By Robert J. Campbell, Jr., Robert J. Haupt & G. Calvin Sharpe
Former Oklahoma Gov. David Walters referred to water as the “new oil.” That metaphor would seem apt. However, while Oklahomans recognize that to get oil you’ve got to pay the owner, it’s very different with water.
For decades, many have refused to admit that much of the water they rely on belongs to someone else – the 38 federally recognized Oklahoma Indian nations – and that decisions regarding that water cannot, in good conscience, be made without the owners’ input. Just this past April, when it became clear that an agreement regarding Lake Sardis Reservoir was in the works, Indian nations made pleas for a “place at the table,” but to no avail.

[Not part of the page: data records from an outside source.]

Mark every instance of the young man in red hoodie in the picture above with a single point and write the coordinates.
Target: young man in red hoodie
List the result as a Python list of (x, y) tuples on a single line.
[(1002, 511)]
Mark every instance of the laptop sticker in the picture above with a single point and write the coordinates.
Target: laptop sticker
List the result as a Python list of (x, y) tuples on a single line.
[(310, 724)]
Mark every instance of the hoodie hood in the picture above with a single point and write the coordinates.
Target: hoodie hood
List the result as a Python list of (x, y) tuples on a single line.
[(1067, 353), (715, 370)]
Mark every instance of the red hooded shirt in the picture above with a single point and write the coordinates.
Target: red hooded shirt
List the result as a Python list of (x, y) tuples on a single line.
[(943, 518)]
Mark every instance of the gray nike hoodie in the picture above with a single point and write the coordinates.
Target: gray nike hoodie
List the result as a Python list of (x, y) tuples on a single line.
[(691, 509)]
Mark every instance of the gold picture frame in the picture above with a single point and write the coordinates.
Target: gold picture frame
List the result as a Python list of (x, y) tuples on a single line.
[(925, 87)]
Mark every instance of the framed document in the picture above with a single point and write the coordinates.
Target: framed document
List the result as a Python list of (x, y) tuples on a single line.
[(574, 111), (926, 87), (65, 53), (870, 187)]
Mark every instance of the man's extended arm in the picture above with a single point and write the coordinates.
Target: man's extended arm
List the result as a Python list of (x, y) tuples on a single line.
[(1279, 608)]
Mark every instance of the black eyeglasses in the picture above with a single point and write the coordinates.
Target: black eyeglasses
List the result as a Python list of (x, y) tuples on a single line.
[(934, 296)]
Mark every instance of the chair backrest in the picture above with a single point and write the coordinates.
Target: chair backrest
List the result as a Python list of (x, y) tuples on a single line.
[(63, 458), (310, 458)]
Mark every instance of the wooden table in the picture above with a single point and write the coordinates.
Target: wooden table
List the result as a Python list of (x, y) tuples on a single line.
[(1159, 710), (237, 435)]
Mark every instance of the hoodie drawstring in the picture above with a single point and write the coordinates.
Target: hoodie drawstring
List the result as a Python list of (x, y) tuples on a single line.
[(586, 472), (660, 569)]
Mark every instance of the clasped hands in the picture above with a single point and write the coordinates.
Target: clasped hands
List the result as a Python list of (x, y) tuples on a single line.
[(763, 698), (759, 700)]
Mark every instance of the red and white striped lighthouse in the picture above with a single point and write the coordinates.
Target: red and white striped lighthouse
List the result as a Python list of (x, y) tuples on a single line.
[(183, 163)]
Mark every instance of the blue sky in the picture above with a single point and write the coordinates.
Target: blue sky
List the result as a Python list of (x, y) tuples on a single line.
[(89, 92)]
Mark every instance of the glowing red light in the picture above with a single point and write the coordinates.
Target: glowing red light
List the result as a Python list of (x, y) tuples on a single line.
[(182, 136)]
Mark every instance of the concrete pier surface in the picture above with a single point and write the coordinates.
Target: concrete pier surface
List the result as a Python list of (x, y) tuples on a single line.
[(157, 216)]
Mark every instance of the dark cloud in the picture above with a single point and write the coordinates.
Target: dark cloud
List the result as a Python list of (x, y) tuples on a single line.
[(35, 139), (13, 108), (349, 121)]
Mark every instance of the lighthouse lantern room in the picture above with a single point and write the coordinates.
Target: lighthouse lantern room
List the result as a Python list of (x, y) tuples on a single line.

Can those nations be faulted for turning to the courts? One lawsuit has already been filed, and others are imminent.
Many in the larger community react with alarm: Don’t the nations know that negotiation is preferable to litigation? However, the record in Oklahoma suggests otherwise. As pointed out by L. Susan Work, a senior assistant attorney general of the Cherokee Nation, a 1995 recommendation that the state explore “the development of a mutually acceptable negotiation system to fairly resolve current and future Indian water rights issues” has gone unheeded. Indeed, work on the 2011 update to the Oklahoma Comprehensive Water Plan has not included discussions with the Indian nations regarding their water rights claims. As University of Oklahoma law professor Taiawagi Helton notes, “[t]hey are creating a comprehensive water plan without effectively dealing with the tribal water rights.”
In fact, the 2011 update will apparently be based on the idea that the Indian nations have no such rights. As quoted in published reports by an Oklahoma Water Resources Board official, tribal right to water is “a question that’s lingered for decades” and “has yet to be proven,” and for purposes of the water plan, the OWRB operates under Oklahoma law “which states that it’s the public’s water.” As Work warns, “unless the OWRB or another appropriate state entity begins working more directly with the tribes on a government-to-government basis, the value of the 2011 plan may be severely compromised.”
There is a federal component to this problem. As stated in 2006 by the Western Governors Association, the negotiation approach is threatened by the fact that “while the U.S. Interior Department continues to espouse settlements, it is taking an increasingly narrow view of its trust responsibilities to tribes.” While the Western states and tribes “have continued to work hard to conclude water settlements,” they “can no longer continue to do so in a virtual vacuum of meaningful federal participation and financial commitment.”
We submit that the time has come for the tribes to gather for an “Oklahoma Indian Nations Water Summit” as early as possible during the first quarter of 2011. There, the Indian nations could address issues such as:
A fair and effective negotiation mechanism, and how best to engage the state in implementation.
How best to compel the federal government to perform its trust responsibility to provide the financial and other support essential for many tribes to effectively participate in a negotiation process.
How best to address any conflicting claims asserted by the nations, while making clear to the larger community that such issues will not be permitted to defer negotiation on the broader issues.
The possibility of pooling the nations’ water rights so as to proceed directly to discussions with the larger community regarding the marketing of water.Infrastructure needs, including how to deliver water to nations in the western part of the state.
No longer should the Indian nations of Oklahoma have to plead for a place at a table set by others. The combination of litigation, actual and imminent, and the united front created by a successful summit can mean that their future will be determined at a table set by them.
Robert J. Campbell Jr., Robert J. Haupt and G. Calvin Sharpe are attorneys in the private practice of law, including tribal law, in Oklahoma City.